# Loading Dataset

[![View Source On Gitee](./_static/logo_source.png)](https://gitee.com/mindspore/docs/blob/r1.1/docs/programming_guide/source_en/dataset_loading.md)

## Overview

MindSpore can load common image datasets. You can directly use the classes in `mindspore.dataset` to load datasets. The following table lists the supported common datasets and corresponding classes.

| Image Dataset | Dataset Class | Description |
|  ----                    | ----  | ----           |
| MNIST | MnistDataset | MNIST is a large handwritten digital image dataset. It has 60,000 training images and 10,000 test images and is often used to train various image processing systems. |
| CIFAR-10 | Cifar10Dataset | CIFAR-10 is a small image dataset that contains 60,000 32 x 32 color images of 10 categories. On average, each category contains 6,000 images, of which 5,000 images are training images and 1,000 images are test images. |
| CIFAR-100 | Cifar100Dataset | CIFAR-100 is similar to CIFAR-10, but it has 100 categories. On average, there are 600 images in each category, among which 500 images are training images and 100 images are test images. |
| CelebA | CelebADataset | CelebA is a large face image dataset that contains more than 200,000 face images of celebrities. Each image has 40 feature labels. |
| PASCAL-VOC | VOCDataset | PASCAL-VOC is a common image dataset, which is widely used in computer vision fields such as object detection and image segmentation. |
| COCO | CocoDataset | COCO is a large dataset for object detection, image segmentation, and pose estimation. |
| CLUE | CLUEDataset | CLUE is a large Chinese semantic comprehension dataset. |

MindSpore can also load datasets in different data storage formats. You can directly use the corresponding classes in `mindspore.dataset` to load data files in the disk. The following table lists the supported data formats and corresponding classes.

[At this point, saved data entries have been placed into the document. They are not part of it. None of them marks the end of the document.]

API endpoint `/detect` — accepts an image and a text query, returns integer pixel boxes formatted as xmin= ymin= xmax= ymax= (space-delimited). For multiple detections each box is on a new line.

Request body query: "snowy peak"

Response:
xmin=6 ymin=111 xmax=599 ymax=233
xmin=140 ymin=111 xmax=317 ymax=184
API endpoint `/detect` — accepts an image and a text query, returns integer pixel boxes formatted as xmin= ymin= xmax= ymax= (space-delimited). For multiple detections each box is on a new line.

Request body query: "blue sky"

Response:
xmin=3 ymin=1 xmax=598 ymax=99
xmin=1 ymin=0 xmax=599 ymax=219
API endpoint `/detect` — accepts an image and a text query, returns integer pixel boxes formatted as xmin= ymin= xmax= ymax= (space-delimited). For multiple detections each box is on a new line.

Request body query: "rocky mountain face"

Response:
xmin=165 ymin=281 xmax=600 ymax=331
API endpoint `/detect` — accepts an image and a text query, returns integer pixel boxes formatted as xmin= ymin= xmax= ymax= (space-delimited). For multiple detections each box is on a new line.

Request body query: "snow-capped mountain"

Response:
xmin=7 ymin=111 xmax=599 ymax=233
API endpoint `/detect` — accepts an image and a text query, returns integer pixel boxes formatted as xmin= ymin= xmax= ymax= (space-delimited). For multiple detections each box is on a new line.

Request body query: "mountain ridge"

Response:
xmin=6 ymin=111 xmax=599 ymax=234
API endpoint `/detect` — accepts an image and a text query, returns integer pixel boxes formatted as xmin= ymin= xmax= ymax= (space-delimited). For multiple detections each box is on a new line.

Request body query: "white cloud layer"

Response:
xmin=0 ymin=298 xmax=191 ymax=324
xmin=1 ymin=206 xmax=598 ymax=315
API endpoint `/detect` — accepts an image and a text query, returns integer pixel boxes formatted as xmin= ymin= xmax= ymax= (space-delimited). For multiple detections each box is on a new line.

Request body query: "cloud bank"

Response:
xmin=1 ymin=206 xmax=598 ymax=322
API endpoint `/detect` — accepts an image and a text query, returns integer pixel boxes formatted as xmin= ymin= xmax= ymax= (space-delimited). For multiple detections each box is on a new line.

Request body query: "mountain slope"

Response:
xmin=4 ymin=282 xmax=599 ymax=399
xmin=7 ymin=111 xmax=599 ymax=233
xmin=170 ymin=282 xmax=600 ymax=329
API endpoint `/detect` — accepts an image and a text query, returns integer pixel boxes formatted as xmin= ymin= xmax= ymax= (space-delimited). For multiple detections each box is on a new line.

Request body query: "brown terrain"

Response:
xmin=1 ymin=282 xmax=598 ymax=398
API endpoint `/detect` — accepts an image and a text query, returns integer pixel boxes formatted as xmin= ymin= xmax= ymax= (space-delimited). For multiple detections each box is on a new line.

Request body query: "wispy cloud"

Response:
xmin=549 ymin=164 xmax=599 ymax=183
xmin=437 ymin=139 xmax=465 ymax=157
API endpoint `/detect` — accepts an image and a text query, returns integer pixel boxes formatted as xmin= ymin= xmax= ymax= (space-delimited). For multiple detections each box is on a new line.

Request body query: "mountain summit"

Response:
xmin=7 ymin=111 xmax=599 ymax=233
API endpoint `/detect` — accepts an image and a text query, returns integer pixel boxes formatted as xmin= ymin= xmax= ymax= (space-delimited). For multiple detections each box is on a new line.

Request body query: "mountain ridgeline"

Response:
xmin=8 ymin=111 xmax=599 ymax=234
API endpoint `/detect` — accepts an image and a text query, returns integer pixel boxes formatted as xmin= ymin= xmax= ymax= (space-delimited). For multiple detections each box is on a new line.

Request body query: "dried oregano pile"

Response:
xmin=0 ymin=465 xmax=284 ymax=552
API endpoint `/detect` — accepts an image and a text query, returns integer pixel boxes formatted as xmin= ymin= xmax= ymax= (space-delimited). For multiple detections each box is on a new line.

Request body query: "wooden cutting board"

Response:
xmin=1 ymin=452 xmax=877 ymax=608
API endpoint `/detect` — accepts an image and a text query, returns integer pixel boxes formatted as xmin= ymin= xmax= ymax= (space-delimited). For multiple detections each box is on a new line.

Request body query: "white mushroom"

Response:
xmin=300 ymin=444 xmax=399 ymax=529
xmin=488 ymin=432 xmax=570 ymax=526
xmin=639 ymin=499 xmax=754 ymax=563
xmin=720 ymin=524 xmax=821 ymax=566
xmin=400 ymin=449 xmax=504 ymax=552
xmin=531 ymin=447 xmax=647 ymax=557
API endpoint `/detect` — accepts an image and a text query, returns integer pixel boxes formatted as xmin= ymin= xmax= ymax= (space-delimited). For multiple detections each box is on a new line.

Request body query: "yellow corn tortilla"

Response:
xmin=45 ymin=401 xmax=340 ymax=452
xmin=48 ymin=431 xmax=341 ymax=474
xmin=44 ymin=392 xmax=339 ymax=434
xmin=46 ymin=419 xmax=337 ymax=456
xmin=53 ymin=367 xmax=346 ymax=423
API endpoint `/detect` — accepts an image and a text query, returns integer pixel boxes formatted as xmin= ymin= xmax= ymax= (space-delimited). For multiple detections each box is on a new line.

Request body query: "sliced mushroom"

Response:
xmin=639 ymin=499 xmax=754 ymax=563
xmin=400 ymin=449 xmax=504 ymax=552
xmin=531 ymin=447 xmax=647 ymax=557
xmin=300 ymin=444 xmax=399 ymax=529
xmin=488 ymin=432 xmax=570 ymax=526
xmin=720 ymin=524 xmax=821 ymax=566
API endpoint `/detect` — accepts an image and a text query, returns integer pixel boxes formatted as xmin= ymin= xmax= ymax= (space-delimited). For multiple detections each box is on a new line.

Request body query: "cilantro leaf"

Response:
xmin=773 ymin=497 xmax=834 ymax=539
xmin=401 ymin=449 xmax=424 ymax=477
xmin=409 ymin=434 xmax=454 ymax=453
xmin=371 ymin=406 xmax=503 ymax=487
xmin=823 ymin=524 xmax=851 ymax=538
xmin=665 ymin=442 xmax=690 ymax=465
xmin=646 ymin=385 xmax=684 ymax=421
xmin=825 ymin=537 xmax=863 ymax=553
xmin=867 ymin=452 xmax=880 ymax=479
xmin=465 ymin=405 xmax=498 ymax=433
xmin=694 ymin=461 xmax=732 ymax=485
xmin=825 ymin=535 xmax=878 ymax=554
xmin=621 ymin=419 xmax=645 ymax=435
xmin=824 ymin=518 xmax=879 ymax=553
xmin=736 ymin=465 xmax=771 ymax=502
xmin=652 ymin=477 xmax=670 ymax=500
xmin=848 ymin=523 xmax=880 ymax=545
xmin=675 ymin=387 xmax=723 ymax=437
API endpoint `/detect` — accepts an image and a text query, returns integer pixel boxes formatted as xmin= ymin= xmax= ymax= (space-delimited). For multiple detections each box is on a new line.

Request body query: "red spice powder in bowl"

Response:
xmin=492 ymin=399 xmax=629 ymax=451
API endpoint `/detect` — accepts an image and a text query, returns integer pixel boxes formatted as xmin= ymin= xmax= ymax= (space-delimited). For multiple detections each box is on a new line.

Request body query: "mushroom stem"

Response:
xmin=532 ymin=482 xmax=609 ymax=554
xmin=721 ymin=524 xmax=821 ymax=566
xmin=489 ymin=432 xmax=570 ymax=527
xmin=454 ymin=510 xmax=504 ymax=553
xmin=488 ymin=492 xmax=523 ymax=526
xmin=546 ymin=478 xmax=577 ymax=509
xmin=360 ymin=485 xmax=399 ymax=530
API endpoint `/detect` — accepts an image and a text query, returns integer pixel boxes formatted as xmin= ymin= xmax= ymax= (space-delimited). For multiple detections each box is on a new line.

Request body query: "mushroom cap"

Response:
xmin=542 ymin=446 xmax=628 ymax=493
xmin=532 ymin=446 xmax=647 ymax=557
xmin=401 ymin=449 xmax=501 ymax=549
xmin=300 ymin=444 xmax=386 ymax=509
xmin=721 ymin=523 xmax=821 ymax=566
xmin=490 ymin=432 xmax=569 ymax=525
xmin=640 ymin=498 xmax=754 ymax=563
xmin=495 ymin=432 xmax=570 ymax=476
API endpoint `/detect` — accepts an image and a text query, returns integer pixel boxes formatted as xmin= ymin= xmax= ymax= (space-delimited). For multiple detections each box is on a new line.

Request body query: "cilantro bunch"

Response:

| Data Format | Dataset Class | Description |
|  ----                    | ----  | ----           |
| MindRecord | MindDataset | MindRecord is a self-developed data format of MindSpore. It features efficient read/write and easy distributed processing. |
| Manifest | ManifestDataset | Manifest is a data format supported by Huawei ModelArts. It describes the original files and labeling information and can be used for labeling, training, and inference. |
| TFRecord | TFRecordDataset | TFRecord is a binary data file format defined by TensorFlow. |
| NumPy | NumpySlicesDataset | NumPy data source refers to the NumPy array dataset that has been read into the memory. |
| Text File | TextFileDataset | Text File refers to common data in text format. |
| CSV File | CSVDataset | CSV refers to comma-separated values. Files in this format store tabular data in plain text. |

MindSpore also supports user-defined dataset loading using `GeneratorDataset`. You can implement your own dataset classes as required.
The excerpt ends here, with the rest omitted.